Triangles say it all

$\color{#D61F06}{\text{Solution 1:}}$

First, calculate $\triangle ADB$ and $\triangle BDC$ areas, both triangles have equal areas.

$\text{base}=10$

$\text{height}=\frac{10\sqrt{3}}{2}$ (you can use trigonometry or phytagoras theorem to find it)

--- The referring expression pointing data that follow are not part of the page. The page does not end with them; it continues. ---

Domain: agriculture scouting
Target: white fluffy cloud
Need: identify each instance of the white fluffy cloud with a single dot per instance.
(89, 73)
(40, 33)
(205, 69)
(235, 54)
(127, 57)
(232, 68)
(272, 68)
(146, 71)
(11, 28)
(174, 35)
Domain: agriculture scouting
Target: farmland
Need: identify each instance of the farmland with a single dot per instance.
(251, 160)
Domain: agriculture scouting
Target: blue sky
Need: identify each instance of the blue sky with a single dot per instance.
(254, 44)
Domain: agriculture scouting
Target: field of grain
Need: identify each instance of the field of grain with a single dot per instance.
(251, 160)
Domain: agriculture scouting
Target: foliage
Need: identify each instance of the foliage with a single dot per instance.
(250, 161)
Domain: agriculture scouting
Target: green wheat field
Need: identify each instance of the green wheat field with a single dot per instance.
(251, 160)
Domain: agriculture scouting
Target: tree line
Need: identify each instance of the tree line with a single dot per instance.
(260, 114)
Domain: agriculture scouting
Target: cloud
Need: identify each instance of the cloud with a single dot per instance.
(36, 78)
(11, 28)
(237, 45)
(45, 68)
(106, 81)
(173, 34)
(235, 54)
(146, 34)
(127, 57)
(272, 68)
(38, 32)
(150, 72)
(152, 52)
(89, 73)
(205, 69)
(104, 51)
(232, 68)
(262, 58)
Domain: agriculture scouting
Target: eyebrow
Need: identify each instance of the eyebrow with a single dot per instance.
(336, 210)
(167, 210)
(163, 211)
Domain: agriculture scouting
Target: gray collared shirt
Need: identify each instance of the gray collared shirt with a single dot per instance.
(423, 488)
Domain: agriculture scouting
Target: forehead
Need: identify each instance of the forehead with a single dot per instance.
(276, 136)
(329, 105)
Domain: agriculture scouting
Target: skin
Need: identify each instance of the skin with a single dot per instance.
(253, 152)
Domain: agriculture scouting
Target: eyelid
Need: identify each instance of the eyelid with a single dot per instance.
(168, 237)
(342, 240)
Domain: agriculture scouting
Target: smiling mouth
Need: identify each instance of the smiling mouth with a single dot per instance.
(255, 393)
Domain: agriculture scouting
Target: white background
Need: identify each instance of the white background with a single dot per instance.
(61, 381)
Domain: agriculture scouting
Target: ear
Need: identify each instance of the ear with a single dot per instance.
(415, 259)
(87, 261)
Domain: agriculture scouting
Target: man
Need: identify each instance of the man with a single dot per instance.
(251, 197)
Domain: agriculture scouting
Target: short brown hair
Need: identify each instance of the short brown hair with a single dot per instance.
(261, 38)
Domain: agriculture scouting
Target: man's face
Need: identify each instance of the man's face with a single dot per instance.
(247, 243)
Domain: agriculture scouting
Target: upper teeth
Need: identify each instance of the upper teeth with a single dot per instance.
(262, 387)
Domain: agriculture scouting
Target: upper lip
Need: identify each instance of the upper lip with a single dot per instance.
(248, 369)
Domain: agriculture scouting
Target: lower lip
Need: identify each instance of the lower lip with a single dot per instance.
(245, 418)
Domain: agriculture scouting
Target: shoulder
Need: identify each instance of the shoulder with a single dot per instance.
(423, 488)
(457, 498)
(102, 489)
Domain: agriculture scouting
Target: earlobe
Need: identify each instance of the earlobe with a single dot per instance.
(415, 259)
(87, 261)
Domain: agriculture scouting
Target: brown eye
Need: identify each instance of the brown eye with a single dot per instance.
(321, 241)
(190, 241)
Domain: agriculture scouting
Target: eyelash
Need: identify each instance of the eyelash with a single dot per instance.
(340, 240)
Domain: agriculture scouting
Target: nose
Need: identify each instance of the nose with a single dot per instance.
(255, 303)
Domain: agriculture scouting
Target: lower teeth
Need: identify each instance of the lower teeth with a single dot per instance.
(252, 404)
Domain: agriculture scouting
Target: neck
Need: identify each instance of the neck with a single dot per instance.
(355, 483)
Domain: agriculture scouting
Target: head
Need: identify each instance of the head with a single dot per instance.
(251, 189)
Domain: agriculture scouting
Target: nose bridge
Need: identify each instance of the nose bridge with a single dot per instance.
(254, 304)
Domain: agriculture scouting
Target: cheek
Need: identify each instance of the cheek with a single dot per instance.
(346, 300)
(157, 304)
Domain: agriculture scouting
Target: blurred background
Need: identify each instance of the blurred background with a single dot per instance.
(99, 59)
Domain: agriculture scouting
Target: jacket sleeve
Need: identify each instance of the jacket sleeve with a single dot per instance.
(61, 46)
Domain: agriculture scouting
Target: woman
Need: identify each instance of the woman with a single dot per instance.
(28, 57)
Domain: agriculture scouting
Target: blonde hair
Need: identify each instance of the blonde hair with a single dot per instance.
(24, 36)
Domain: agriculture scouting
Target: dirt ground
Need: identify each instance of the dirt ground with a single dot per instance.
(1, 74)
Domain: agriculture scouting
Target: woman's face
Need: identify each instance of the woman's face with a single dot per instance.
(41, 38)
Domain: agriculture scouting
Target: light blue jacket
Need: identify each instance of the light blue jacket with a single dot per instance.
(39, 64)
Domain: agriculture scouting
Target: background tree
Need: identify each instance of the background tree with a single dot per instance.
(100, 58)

$|\triangle ABD|=\frac{10\times \frac{10\sqrt{3}}{2}}{2}=\boxed{25\sqrt{3}}$

Second, calculate circular sector.

Put together the three circular sectors of $\triangle ABD$ and you get a semi-circle of radii $5$ . The area of this semi-circle is $\boxed{\frac{25\pi}{2}}$

Finally, shaded area is $2\times (25\sqrt{3}-\frac{25\pi}{2})=\color{#D61F06}{\boxed{50\sqrt{3}-25\pi\approx 8.063}}$

$\color{#3D99F6}{\text{Solution 2:}}$

$ADCB$ is a parallelogram so its area is $10\times \frac{10\sqrt{3}}{2}=\boxed{50\sqrt{3}}$ .

The six circular sectors form a cirlce of radii $5$ which area is $\boxed{25\pi}$

Shaded area is $\color{#3D99F6}{\boxed{50\sqrt{3}-25\pi=\approx 8.063}}$